C'est également dans un écrin montagneux que les Éthiopiens ont construit leurs couvents. Convertis par des moines syriaques, ils ont adopté le monophysisme. L'Église copte éthiopienne est restée liée à sa grande sœur égyptienne qui lui détachait un de ses évêques pour devenir Patriarche ; elle est devenue autocéphale en 1948. A Lalibela, le monarque local qui lui donna son nom, construisit un ensemble d'édifices taillés en profondeur dans le roc pour les dissimuler des envahisseurs et qui étaient censés représenter les bâtiments de Jérusalem à un moment où le blocus mamelouk empêchait les pèlerins de se rendre en Palestine. Devenue un lieu de pèlerinage, étrange aux visiteurs occidentaux, Lalibela montre ses trésors spirituels en pleine obscurité. Le couvent Debre Damo, à la frontière érythréenne, est accessible uniquement en se faisant hisser par une corde. La rudesse de la vie quotidienne des moines et de leurs jeunes disciples témoigne de la volonté de demeurer chrétien dans un milieu hostile en s’appuyant sur la vie contemplative. Mais aussi sur la charité, telle qu'elle est pratiquée par des moniales d’Addis-Abeba, qui accueillent des orphelines dans une résidence de la dernière impératrice qui l'offrit aux Sœurs. En recevant M. Debs, le Patriarche Paulos lui déclare : « Nous voulons que le pays se développe pour que la jeunesse ne soit pas jetée sur les routes de l'émigration et de l'exil ».

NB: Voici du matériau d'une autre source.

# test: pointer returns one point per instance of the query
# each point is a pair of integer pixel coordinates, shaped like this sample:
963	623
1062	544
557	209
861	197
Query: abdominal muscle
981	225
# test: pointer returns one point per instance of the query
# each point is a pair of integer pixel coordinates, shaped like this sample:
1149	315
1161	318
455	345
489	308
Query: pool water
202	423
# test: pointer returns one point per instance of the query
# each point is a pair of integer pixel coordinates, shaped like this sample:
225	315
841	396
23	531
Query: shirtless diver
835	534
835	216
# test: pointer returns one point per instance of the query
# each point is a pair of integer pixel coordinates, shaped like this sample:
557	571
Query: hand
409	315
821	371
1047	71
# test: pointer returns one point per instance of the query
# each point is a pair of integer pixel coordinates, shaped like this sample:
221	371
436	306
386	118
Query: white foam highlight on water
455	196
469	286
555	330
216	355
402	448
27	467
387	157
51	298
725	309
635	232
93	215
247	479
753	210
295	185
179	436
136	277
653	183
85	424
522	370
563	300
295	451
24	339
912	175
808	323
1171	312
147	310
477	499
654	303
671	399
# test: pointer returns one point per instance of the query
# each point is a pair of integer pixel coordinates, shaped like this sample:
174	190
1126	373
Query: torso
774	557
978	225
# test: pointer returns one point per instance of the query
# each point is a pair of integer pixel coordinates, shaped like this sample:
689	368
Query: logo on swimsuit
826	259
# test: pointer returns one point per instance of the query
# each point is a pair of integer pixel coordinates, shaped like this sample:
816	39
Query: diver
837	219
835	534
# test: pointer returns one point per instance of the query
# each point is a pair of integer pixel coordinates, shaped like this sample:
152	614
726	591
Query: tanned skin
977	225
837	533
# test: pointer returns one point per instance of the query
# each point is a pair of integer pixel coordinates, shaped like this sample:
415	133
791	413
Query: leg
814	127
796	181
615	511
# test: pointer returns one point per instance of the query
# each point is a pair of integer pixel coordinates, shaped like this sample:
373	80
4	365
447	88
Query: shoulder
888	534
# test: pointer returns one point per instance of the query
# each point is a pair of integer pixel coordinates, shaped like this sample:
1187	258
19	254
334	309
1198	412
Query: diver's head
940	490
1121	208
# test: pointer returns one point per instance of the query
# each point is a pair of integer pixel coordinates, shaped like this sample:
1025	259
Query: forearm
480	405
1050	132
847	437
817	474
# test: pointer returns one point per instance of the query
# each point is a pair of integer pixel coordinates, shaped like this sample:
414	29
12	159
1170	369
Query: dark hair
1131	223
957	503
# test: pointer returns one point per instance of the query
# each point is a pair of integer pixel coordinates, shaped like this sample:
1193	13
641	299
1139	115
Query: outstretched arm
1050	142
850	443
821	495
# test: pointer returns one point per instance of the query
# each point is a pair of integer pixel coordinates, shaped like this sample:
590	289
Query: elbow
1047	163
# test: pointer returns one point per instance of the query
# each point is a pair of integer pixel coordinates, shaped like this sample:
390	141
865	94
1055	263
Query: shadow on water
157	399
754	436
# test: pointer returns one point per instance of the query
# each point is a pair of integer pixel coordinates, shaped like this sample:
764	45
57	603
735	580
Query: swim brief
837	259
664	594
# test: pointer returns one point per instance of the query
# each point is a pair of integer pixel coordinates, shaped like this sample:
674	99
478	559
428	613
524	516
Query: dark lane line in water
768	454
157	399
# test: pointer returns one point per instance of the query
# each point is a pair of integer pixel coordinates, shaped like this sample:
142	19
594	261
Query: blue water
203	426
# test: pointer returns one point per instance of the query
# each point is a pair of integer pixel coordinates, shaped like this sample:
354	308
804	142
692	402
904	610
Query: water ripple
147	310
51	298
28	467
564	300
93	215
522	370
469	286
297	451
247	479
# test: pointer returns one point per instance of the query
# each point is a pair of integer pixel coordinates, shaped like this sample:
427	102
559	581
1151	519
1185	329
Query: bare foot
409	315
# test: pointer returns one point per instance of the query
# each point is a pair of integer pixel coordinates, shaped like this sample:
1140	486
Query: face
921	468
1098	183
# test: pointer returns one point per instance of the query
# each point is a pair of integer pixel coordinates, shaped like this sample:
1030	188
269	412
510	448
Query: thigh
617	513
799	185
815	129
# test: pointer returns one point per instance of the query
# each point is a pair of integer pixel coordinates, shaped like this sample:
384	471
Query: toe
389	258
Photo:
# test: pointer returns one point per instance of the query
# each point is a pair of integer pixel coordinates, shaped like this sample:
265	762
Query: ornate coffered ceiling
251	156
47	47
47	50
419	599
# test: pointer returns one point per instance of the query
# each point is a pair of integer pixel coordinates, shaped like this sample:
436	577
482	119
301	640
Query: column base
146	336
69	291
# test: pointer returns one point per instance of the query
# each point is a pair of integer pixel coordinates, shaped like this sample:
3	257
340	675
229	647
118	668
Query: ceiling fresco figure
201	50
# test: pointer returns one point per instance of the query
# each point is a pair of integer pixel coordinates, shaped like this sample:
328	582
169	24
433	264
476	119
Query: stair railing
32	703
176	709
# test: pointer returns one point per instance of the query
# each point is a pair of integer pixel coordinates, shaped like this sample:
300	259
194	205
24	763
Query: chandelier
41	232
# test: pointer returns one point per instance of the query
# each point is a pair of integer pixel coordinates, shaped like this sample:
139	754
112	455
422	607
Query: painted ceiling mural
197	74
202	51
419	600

En Inde, l'auteur se rend d'abord à Calcutta pour voir des associations caritatives et s'incliner sur la tombe de Mère Theresa ; il gagne Koshi (Cochin) au Kerala (qui compte 20% de chrétiens), où aurait prêché Saint Thomas, qui y fut assassiné en l'an 77 ; en tout cas, des missionnaires syriaques convertirent les Keralais puisque les Portugais, à la fin du XVe siècle, les découvrirent sur la côte de Malabar chrétiens mais pas catholiques ; aujourd'hui encore les Indiens de rite syriaque non chalcédonien, au nombre de 3 millions , reconnaissent comme Patriarche S.B. Iwaz qui siège à Damas. Les Églises syro-malabare, syro-malinkare (catholique), monophysite et latine se sont entendues pour faciliter les mariages mixtes entre leurs fidèles. Jacques Debs est impressionné par l'Association chrétienne Navajeevan (« Nouvelle Vie ») qui prend en charge les handicapés dans un pays où les Hindous attribuent le handicap au karma qui sanctionne une précédente vie dans le péché. À l'hôpital Little Flower, très bien équipé, les frais d'hospitalisation d'un patient riche permettent d'accueillir six malades pauvres. L'église indienne penche pour l’œcuménisme et la solidarité au service de l'exclusion.

L'ouvrage offre des fiches techniques bien utiles sur chaque pays (pages 28, 89, 138, 180) et de très belles photos des interlocuteurs locaux et de leurs réalisations insérées entre les pages 96 et 97. Par contre, l'orthographe pérenne de l'adjectif « laïc » appliqué à une « dictature » (p. 78) et à trois emplois de « constitution » (p. 145, 148 et 184) laisse perplexe. On sera en tout cas d'accord avec l'auteur étonné de la « foi aussi heureuse » de ses interlocuteurs alors que l'islam radical menace les communautés chrétiennes en Afrique et en Asie. Cet essai roboratif décrit des femmes et des hommes qui vivent leur foi pour les autres, négligeant leurs difficultés, voire leur exposition au danger, quotidiens.